Discovery Inc had multiple share classes that boosted insider power and voted on Zaslav's pay only once every three years, effectively insulating him from shareholder pressure, Weaver said.
In contrast, she cited cases where critical votes were followed by pay reductions such as at automaker Aptiv Plc, where only 57% of votes cast for or against executive pay favored the $31.3 million paid to CEO Kevin Clark in 2020. The company paid Clark $14.7 million the following year and took into account feedback from shareholders, and won support from 92% of the votes cast in a securities filing.
Warner Brothers Discovery, created last year when Discovery Inc bought AT&T's media assets, has not set the frequency of its pay votes.
A spokesman said that Zaslav would need to double the company's current share price to start to benefit from the one-time options grant that drove his 2021 pay figure and was meant to keep him as leader of the combined company.
The spokesman, Nathaniel Brown, said that the vast majority of the headline number is theoretical.
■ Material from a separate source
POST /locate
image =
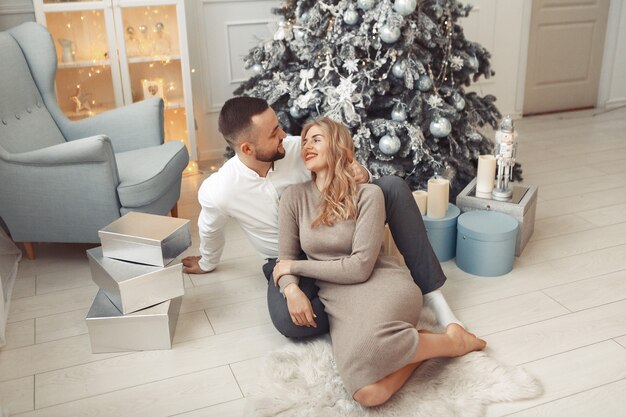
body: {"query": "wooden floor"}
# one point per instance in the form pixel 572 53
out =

To rank CEOs as overpaid, As You Sow used criteria including shareholder returns, critical shareholder pay votes and the ratio of CEO to worker pay.
The average share of votes cast against executive pay at S&P 500 companies climbed to 12.6% last year, from 11.7% in 2021 and 10.4% in 2020.
The S&P 500 CEO pay was $18.8 million in 2021, compared with $15.6 million in 2020 and $15 million in 2019 according to HIP Investor, a contributor to As You Sow's report, now in its ninth year.
HIP Investor's CEO, R. Paul Herman, said a pattern is clear from the reports that CEOs listed more frequently as overpaid can cause worse shareholder returns.
It is not a philosophical debate. Herman said they have made investors less money, yet they've been paid more.